A new chamber dating back some 4,500 years has been uncovered in one of the Great Pyramids in Egypt.
The corridor measuring nine metres (30ft) long and more than six feet wide was discovered close to the main entrance of one of the three pyramids at Giza.
The ScanPyramids project used high-tech equipment to unearth the chamber which is located on the northern side of the Pyramid of Khufu.
Archaeologists are puzzled over the function of the chamber, which could not be entered from outside the pyramid.
The project has been ongoing since 2015 and on Thursday there was an unveiling ceremony attended by scientists.
Professor of non-destructive testing, Christian Grosse, said that various scanning techniques were deployed to locate the chamber, including ultrasound measurements and ground penetrating radars.
Scientists detected the corridor using advanced radiography, then collected images of it by feeding a minuscule endoscope through a tiny joint in the pyramid’s stones.
Mr Grosse said: ”There are two large limestones at the end chamber, and now the question is what’s behind these stones and below the chamber.”
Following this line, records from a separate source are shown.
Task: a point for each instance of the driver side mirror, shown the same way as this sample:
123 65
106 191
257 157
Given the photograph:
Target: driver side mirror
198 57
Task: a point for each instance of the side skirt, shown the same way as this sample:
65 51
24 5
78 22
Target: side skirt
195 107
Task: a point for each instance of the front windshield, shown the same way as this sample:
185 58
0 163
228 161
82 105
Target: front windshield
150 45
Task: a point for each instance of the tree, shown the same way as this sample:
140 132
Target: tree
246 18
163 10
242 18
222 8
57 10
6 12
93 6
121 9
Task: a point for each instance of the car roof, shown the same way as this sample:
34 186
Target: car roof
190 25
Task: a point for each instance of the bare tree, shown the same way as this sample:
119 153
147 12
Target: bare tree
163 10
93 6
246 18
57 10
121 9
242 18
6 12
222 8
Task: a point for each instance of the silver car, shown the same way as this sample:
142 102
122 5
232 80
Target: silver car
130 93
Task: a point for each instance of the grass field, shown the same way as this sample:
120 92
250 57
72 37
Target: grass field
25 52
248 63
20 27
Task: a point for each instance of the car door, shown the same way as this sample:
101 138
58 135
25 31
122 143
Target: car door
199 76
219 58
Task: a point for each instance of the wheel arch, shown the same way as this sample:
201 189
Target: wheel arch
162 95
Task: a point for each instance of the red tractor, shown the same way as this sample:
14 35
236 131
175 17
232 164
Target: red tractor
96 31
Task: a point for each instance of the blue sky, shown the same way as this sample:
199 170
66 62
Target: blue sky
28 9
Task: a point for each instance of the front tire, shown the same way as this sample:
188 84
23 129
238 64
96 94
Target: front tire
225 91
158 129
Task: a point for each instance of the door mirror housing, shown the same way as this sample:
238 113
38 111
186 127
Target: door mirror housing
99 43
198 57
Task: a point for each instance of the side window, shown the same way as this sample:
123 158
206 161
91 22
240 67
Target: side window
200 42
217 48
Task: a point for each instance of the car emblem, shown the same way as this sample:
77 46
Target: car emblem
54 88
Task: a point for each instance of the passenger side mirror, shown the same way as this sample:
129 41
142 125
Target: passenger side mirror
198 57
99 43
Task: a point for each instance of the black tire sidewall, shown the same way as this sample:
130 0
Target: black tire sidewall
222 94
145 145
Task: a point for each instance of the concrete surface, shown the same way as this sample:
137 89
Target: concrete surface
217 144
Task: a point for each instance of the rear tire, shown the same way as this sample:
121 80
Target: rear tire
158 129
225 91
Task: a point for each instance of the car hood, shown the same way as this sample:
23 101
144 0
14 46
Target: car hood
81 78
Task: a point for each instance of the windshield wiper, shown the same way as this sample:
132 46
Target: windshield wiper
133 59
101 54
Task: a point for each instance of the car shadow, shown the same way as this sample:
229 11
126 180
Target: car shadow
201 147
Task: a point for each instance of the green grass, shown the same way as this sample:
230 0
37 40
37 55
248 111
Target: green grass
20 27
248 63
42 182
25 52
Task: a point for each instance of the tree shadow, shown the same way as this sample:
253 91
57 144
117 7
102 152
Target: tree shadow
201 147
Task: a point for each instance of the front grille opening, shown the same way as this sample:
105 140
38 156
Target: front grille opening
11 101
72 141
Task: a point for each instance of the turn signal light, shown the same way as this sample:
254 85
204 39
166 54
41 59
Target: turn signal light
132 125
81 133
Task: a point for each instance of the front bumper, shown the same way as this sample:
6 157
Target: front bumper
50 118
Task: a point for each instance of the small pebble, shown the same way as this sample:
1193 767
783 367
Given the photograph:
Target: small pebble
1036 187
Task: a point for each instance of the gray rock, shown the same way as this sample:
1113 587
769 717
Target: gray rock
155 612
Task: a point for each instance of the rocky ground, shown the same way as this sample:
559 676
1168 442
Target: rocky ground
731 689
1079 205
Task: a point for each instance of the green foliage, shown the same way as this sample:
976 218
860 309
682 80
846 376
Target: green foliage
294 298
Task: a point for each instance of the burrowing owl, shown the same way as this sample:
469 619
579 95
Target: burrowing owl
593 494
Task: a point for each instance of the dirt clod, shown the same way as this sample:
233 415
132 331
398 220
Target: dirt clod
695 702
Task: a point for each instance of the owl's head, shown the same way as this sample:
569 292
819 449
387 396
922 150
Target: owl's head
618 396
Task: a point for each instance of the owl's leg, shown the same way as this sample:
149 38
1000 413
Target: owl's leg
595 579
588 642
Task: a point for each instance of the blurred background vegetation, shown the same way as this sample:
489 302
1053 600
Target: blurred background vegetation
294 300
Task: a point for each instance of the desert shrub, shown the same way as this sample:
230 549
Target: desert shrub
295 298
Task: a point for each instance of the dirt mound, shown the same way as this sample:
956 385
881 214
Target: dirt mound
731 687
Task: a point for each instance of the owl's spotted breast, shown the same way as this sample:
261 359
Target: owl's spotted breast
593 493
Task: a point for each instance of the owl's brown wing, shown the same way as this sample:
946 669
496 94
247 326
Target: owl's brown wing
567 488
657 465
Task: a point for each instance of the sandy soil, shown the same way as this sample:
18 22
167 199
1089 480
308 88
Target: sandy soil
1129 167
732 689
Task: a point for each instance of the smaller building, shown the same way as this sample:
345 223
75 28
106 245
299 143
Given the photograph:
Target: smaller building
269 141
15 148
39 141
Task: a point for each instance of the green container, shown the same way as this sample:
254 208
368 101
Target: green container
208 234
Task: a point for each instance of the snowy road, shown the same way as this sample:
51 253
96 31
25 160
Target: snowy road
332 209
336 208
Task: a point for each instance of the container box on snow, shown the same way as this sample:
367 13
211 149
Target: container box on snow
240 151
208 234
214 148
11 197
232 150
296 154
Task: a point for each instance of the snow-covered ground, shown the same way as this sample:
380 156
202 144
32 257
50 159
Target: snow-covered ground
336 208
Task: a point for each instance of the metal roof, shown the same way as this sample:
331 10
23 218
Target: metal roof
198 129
Egyptian antiquities officials said the discovery could lead to further findings.
Mr Waziri added: “We’re going to continue our scanning so we will see what we can do … to figure out what we can find out beneath it, or just by the end of this corridor.”
Another longer sealed-off corridor was found in 2017, again in the Pyramid of Khufu, measuring 98ft.
The Pyramid of Khufu was named after its creator – a Fourth Dynasty pharaoh who reigned from 2509 to 2483 BC – and is one of three pyramids that make up the Great Pyramids, one of the Seven Wonders of the Ancient World still standing.